[lbo-talk] Signs of the times
mart
media314159 at yahoo.com
Sun Sep 20 14:40:55 PDT 2009
hmmm. my reaction here would be this is patently absurd.
but then i always tend to think of the special cases, the exception to the rule, the set of 'measure zero', the counterexample. or maybe its a semantic thing. or just me. (keep your fingers crossed, or remain agnostic at least to possibilies----maybe some people don't die!.)
supposing one had a deity who also was in the flesh, as i think they said about jc. or even just a regular 'common sense' sort of thing, in which someone thinks they are the deity.
it seems faith in the deity would be confirmed at each moment. (sortuh like that godelian case from the new yorker, where there is a play within a play, and the inner play actually forces the real play to evolve in some direction, the way a frankenstein in the lab might mess with the one who created it, a la pandora's box).
some eastern/newage religions seem of this sort (god is in everyone; and i think both leibniz and spinoza had this sort of view, which seems pretty much like the view of quantum theory combined with schrodinger's metaphysics---or a 'holographic principle' (all parts are the same as the whole.)
or, as they say, it takes one to know one.

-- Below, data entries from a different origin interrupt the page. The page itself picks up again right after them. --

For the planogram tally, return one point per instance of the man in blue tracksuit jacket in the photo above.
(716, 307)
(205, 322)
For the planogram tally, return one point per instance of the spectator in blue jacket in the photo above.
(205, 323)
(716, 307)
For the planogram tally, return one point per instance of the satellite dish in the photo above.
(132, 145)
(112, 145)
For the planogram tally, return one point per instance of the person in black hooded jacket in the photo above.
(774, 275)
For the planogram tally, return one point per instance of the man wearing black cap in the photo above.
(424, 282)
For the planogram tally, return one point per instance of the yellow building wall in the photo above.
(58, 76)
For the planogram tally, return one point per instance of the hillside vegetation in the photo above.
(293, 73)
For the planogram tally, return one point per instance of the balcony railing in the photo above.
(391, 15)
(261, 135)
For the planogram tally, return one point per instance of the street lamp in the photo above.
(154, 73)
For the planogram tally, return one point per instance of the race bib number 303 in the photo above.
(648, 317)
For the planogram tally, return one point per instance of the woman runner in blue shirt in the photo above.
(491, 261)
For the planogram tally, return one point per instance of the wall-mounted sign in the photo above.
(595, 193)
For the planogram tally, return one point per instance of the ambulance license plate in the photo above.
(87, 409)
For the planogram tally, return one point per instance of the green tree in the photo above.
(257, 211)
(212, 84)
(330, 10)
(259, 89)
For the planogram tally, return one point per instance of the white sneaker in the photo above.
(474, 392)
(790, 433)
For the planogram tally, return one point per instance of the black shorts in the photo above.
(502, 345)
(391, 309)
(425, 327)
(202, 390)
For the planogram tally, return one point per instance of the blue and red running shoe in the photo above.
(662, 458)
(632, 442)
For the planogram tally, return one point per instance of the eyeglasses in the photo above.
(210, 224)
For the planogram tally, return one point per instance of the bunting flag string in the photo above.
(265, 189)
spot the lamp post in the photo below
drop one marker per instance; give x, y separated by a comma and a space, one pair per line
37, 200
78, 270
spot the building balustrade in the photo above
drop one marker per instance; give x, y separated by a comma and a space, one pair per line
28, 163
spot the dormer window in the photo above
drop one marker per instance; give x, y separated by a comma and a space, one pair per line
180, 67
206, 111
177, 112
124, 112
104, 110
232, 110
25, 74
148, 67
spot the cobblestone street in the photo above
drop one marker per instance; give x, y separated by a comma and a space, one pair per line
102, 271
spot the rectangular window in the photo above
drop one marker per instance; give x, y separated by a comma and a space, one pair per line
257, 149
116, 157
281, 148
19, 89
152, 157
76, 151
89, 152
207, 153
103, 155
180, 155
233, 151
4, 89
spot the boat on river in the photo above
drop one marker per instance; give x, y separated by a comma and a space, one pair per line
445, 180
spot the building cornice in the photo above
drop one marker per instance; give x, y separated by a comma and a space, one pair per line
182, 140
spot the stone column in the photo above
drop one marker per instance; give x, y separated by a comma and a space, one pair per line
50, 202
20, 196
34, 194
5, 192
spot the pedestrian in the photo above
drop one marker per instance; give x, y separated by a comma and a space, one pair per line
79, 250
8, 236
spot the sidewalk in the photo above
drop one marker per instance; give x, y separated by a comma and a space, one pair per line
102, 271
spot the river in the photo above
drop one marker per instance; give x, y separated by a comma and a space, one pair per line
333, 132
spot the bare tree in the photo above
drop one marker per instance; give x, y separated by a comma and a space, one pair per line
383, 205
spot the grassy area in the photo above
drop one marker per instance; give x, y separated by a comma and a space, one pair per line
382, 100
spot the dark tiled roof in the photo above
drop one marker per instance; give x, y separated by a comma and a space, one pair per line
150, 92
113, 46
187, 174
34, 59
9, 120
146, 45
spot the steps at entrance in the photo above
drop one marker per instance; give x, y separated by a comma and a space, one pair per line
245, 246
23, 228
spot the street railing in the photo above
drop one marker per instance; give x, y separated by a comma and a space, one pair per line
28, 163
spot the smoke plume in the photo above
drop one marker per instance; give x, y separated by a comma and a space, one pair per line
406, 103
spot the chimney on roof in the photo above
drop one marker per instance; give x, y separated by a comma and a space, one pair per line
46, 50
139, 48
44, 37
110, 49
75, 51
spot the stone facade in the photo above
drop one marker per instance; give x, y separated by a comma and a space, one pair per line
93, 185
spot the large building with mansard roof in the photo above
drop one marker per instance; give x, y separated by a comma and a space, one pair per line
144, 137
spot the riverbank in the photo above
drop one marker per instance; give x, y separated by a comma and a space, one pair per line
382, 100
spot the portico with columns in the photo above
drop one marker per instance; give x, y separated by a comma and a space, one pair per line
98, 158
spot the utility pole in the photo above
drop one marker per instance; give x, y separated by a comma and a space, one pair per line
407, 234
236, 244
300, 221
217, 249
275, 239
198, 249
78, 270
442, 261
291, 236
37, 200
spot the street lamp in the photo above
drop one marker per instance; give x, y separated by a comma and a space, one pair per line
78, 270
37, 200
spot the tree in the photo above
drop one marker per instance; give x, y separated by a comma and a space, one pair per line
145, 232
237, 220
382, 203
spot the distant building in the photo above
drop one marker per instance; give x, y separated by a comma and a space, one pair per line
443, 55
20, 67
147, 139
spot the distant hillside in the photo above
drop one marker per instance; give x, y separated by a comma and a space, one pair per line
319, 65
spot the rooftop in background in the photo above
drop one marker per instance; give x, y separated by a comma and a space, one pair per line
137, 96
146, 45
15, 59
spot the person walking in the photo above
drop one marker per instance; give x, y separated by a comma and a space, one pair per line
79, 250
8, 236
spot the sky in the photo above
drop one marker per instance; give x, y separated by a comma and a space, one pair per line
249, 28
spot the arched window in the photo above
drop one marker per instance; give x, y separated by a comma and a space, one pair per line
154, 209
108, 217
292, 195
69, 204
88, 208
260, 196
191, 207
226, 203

perhaps a genetically determined (hereidtary) exclusive club.
(since measure came up, i wonder if there is a way of hooking up kindling and going out in masures with the idea of measurable set, or ones of zero measure (eg the Cantor set (fractal)) and (i forget exactly ) solvolay's proof of the existence of a nonmeasurable set requiring both AoC and continuum hypothesis---i wonder if badiou uses this, and then use this to understand, say, 21 st century political economy.
--- On Sun, 9/20/09, Shane Mage
..
Belief in a deity of any kind, if that deity is made even part of the expectation for any human activity, disproves itself in practice very quickly.
> --- On Sun, 9/20/09, Michael McIntyre <morbidsymptoms at gmail.com> wrote:
> Belief in a deity of any kind requires you to suspend the ordinary requirement of
>>
>> some kind of rational grounds for belief.
Shane Mage
> This cosmos did none of gods or men make, but it
> always was and is and shall be: an everlasting fire,
> kindling in measures and going out in measures."